RotatE: relations as rotations
RotatE uses complex-valued embeddings and models relations as rotations. This handles patterns that TransE cannot: symmetric relations (married-to), inverse relations (bornIn/birthplaceOf), and composed relations (bornIn + locatedIn = nationality).
import torch
from torch_geometric.nn import TransE, RotatE
# TransE: h + r ≈ t
model = TransE(
num_nodes=14541, # entities in FB15k-237
num_relations=237, # relation types
hidden_channels=256,
)
# Score a batch of triples
head_index = torch.tensor([0, 1, 2])
rel_type = torch.tensor([5, 12, 5])
tail_index = torch.tensor([100, 200, 300])
score = model(head_index, rel_type, tail_index)
# Lower score = more plausible triplePyG provides implementations of TransE, RotatE, and other knowledge graph embedding methods with training utilities.
GNN-based methods
Embedding methods assign a fixed vector to each entity regardless of context.
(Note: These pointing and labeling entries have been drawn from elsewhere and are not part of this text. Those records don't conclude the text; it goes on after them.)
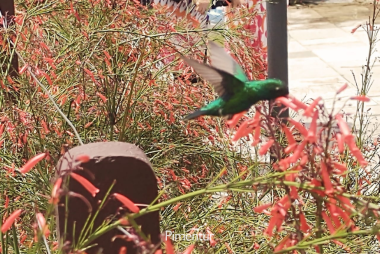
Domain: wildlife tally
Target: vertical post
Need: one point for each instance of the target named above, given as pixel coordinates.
(277, 43)
(123, 166)
(7, 8)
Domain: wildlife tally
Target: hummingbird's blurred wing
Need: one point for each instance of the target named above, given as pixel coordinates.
(221, 60)
(220, 79)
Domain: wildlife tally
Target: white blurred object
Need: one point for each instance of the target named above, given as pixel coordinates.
(216, 17)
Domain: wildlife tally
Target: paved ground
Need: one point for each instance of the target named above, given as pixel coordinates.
(323, 52)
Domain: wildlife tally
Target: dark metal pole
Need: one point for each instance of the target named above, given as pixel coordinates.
(277, 43)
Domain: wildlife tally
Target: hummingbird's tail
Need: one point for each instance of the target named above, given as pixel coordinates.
(195, 114)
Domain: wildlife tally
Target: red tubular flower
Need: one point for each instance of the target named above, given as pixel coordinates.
(288, 134)
(293, 192)
(304, 226)
(261, 208)
(82, 158)
(269, 230)
(311, 135)
(299, 127)
(346, 202)
(123, 250)
(286, 102)
(169, 246)
(211, 235)
(326, 179)
(42, 222)
(189, 249)
(264, 148)
(309, 110)
(55, 194)
(9, 221)
(256, 137)
(281, 245)
(329, 224)
(101, 96)
(290, 148)
(85, 183)
(127, 202)
(340, 141)
(298, 152)
(341, 168)
(32, 162)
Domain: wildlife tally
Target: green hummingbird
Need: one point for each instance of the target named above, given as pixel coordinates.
(236, 92)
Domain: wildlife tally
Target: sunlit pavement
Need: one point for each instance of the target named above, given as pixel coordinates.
(323, 52)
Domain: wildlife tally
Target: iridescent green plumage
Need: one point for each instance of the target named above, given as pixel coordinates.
(236, 92)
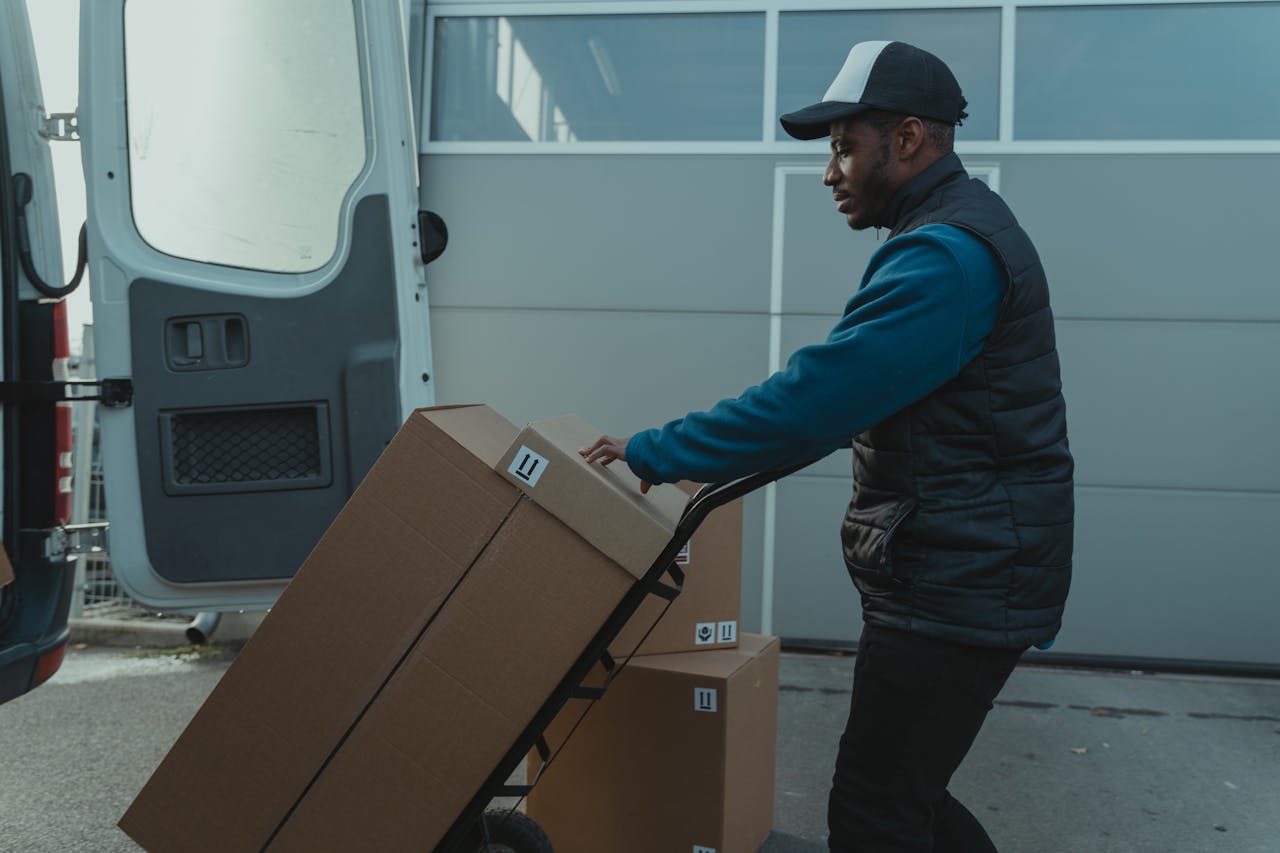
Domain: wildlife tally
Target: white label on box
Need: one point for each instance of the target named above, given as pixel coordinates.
(528, 465)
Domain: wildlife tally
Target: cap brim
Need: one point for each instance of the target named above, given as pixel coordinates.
(814, 122)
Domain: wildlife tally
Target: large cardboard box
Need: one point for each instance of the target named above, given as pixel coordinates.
(679, 756)
(705, 614)
(415, 644)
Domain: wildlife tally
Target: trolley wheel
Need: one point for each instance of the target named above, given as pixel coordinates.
(513, 833)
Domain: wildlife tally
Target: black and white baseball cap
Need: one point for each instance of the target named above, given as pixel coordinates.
(888, 76)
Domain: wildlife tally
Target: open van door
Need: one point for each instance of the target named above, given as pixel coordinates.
(255, 273)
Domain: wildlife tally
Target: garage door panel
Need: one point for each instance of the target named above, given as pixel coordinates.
(602, 232)
(624, 372)
(813, 597)
(1174, 574)
(1173, 405)
(1151, 236)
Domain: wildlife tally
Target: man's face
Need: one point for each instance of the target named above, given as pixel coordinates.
(859, 173)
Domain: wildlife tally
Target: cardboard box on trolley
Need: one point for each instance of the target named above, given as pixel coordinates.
(677, 756)
(416, 643)
(705, 615)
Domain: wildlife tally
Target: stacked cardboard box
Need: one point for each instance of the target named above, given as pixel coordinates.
(679, 755)
(705, 614)
(453, 592)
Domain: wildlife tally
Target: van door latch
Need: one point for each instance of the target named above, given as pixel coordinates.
(60, 127)
(114, 393)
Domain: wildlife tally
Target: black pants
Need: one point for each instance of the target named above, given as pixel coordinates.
(917, 707)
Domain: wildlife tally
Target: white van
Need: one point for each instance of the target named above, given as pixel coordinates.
(256, 254)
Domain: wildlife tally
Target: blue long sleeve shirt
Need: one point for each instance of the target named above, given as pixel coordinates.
(926, 304)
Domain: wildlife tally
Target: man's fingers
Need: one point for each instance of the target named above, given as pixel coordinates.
(604, 450)
(607, 454)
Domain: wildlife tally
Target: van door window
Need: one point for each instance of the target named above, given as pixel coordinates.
(229, 164)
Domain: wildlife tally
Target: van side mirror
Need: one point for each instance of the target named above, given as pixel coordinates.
(433, 235)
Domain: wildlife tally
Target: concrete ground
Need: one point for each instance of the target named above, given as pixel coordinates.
(1069, 762)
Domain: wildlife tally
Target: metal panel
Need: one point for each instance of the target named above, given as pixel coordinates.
(622, 372)
(1174, 574)
(1152, 236)
(1173, 405)
(813, 596)
(602, 232)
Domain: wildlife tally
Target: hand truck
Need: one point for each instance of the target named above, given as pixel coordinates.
(480, 830)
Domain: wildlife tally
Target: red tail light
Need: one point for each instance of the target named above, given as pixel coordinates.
(64, 437)
(49, 664)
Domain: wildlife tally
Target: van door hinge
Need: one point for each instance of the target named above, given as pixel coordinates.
(114, 393)
(59, 127)
(78, 539)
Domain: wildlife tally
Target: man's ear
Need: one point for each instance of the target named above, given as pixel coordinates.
(908, 137)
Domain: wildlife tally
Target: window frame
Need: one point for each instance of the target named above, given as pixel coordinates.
(272, 282)
(1004, 144)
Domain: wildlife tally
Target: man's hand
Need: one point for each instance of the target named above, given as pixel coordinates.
(606, 450)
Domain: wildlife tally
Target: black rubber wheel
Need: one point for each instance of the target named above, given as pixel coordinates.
(513, 833)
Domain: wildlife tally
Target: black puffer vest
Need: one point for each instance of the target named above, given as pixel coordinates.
(961, 520)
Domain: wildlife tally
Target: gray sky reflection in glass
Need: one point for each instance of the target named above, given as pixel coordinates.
(246, 128)
(650, 77)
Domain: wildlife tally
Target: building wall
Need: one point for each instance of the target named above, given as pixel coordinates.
(631, 281)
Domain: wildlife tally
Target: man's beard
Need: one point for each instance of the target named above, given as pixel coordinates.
(877, 192)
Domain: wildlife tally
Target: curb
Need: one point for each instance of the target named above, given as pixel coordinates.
(233, 630)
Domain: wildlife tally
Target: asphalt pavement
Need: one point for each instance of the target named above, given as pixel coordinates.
(1069, 761)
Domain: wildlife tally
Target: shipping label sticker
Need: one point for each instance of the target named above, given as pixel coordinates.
(528, 466)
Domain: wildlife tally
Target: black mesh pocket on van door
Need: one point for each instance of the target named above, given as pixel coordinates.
(240, 450)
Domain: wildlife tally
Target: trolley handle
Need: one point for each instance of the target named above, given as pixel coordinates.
(717, 495)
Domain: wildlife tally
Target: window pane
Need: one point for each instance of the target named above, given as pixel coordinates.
(599, 77)
(813, 46)
(1198, 72)
(246, 128)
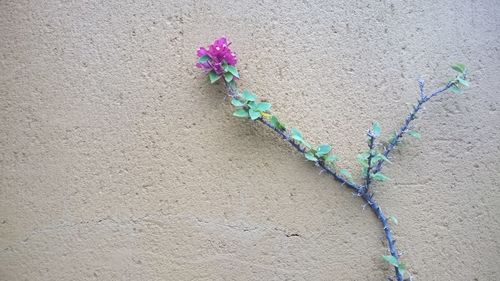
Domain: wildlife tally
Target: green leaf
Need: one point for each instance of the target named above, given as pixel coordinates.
(241, 113)
(248, 96)
(331, 158)
(213, 76)
(392, 260)
(237, 102)
(252, 104)
(455, 89)
(323, 149)
(394, 219)
(463, 82)
(254, 114)
(379, 177)
(310, 156)
(362, 160)
(415, 134)
(458, 67)
(263, 106)
(296, 135)
(376, 130)
(346, 173)
(228, 77)
(233, 71)
(204, 59)
(276, 123)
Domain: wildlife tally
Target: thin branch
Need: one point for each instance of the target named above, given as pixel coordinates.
(368, 197)
(410, 117)
(232, 92)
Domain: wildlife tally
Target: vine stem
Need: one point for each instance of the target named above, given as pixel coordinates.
(410, 117)
(360, 190)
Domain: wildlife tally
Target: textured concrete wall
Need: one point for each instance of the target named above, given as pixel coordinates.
(119, 161)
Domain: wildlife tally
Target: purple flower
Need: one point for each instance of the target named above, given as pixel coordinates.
(215, 56)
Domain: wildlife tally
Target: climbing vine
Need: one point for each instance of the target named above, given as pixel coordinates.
(219, 62)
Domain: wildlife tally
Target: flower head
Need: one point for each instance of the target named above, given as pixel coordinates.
(216, 56)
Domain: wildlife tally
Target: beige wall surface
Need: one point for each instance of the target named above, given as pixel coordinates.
(120, 162)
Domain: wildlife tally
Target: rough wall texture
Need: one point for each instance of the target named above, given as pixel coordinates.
(119, 162)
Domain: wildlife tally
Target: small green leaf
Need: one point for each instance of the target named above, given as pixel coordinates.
(331, 158)
(276, 123)
(379, 177)
(463, 82)
(241, 113)
(392, 260)
(263, 106)
(248, 96)
(233, 71)
(252, 104)
(346, 173)
(310, 156)
(254, 114)
(394, 219)
(458, 67)
(323, 149)
(237, 102)
(455, 89)
(296, 135)
(204, 59)
(213, 76)
(228, 77)
(376, 130)
(415, 134)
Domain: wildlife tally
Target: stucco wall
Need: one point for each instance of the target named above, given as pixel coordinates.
(120, 162)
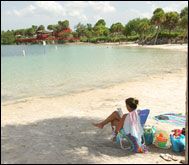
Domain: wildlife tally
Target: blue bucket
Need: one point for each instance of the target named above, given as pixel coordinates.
(178, 144)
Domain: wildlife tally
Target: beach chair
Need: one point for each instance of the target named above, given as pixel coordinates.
(143, 114)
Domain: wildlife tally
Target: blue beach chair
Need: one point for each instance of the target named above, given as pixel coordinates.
(143, 116)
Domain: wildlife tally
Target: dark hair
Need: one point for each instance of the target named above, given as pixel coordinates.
(132, 103)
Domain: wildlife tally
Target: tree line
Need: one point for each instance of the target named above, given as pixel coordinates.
(162, 27)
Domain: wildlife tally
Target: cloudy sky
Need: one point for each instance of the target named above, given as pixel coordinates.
(23, 14)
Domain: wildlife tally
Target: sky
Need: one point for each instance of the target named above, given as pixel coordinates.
(24, 14)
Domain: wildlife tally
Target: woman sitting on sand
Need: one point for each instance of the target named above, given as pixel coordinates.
(130, 122)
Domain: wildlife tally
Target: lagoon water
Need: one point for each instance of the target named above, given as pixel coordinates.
(56, 70)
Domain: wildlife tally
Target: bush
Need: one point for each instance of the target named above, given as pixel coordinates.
(167, 35)
(132, 38)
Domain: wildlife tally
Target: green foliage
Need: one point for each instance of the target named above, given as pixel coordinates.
(171, 20)
(117, 28)
(162, 25)
(7, 37)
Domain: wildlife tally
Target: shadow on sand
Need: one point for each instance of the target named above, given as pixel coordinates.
(59, 140)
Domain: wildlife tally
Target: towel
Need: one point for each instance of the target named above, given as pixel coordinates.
(133, 126)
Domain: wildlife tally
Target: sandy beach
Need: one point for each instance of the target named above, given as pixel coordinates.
(59, 130)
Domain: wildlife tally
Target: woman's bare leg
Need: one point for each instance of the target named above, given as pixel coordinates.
(112, 118)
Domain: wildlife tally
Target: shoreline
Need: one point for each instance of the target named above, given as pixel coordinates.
(59, 130)
(176, 47)
(141, 78)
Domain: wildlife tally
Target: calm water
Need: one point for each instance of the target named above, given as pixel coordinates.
(62, 69)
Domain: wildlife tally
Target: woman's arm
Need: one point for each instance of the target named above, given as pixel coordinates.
(120, 124)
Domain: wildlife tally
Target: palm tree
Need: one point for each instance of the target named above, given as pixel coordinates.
(157, 19)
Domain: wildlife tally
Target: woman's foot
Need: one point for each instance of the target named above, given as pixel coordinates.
(99, 125)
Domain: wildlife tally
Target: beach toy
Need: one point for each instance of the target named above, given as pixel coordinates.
(149, 134)
(178, 143)
(161, 139)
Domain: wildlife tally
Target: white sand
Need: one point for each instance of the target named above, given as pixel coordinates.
(59, 130)
(177, 47)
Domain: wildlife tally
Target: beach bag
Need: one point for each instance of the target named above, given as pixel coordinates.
(178, 143)
(128, 142)
(149, 132)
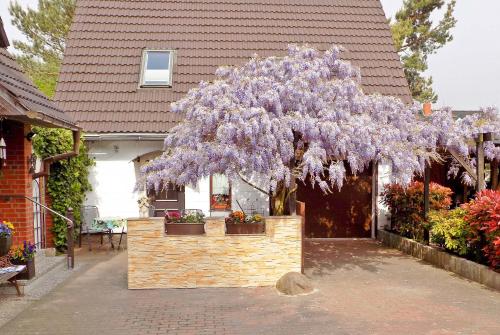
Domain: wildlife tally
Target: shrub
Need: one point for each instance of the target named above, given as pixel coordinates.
(483, 215)
(407, 206)
(450, 230)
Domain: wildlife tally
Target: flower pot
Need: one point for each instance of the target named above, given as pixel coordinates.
(245, 228)
(27, 273)
(5, 244)
(185, 228)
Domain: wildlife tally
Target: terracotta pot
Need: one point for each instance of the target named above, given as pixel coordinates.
(5, 244)
(245, 228)
(185, 228)
(29, 272)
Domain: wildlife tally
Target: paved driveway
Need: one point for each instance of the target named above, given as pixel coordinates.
(363, 288)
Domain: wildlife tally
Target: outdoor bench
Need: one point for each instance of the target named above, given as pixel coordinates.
(8, 274)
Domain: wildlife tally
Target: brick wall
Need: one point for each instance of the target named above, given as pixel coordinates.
(16, 180)
(214, 259)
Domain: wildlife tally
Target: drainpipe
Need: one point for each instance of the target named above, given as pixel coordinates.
(45, 171)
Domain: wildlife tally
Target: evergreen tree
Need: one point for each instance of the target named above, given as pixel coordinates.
(45, 29)
(40, 57)
(416, 37)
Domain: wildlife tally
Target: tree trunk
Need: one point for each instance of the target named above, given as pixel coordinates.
(495, 171)
(283, 200)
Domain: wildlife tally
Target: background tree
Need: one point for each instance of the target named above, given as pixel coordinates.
(303, 117)
(299, 117)
(46, 29)
(416, 37)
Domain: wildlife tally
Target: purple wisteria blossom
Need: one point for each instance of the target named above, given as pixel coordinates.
(300, 116)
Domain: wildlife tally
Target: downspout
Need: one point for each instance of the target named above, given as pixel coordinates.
(45, 171)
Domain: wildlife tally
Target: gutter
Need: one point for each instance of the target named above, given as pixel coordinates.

GNN-based methods improve on this by computing entity embeddings through message passing over the knowledge graph structure:
- R-GCN (Relational Graph Convolutional Network): uses relation-specific weight matrices in message passing. Each relation type has its own transformation, allowing the model to learn different propagation patterns for different relation types.
- CompGCN: jointly embeds entities and relations during message passing. The relation embedding modifies how messages are computed, enabling composition of relations across multiple hops.
Relational patterns and scoring functions
Different scoring functions capture different relational patterns:
- Symmetry (married-to): if (A, r, B) then (B, r, A). RotatE handles this with 180-degree rotation; TransE cannot.
- Antisymmetry (parent-of): if (A, r, B) then NOT (B, r, A). TransE handles this naturally.
- Inversion (bornIn/birthplaceOf): r1 is the inverse of r2. RotatE models this as opposite rotations.
- Composition (bornIn + locatedIn = nationality): RotatE composes rotations; ComplEx handles this through bilinear scoring.
Enterprise applications
Knowledge graph completion has immediate business value:
- Product knowledge graphs: an e-commerce catalog with 10 million products where 60% have missing attributes. Completion predicts (ProductX, hasBrand, ?), (ProductX, compatibleWith, ?), and (ProductX, inCategory, ?).
- Customer knowledge graphs: inferring customer preferences from partial interaction data. If a customer bought running shoes and a fitness tracker, predict (Customer, interestedIn, Marathon Training).
- Drug discovery: predicting drug-gene-disease interactions. If DrugA targets GeneB and GeneB is implicated in DiseaseC, predict (DrugA, treats, DiseaseC).
- Internal knowledge management: connecting employees to skills, projects, and documents. Predict (Employee, expertIn, ?) to route questions to the right expert.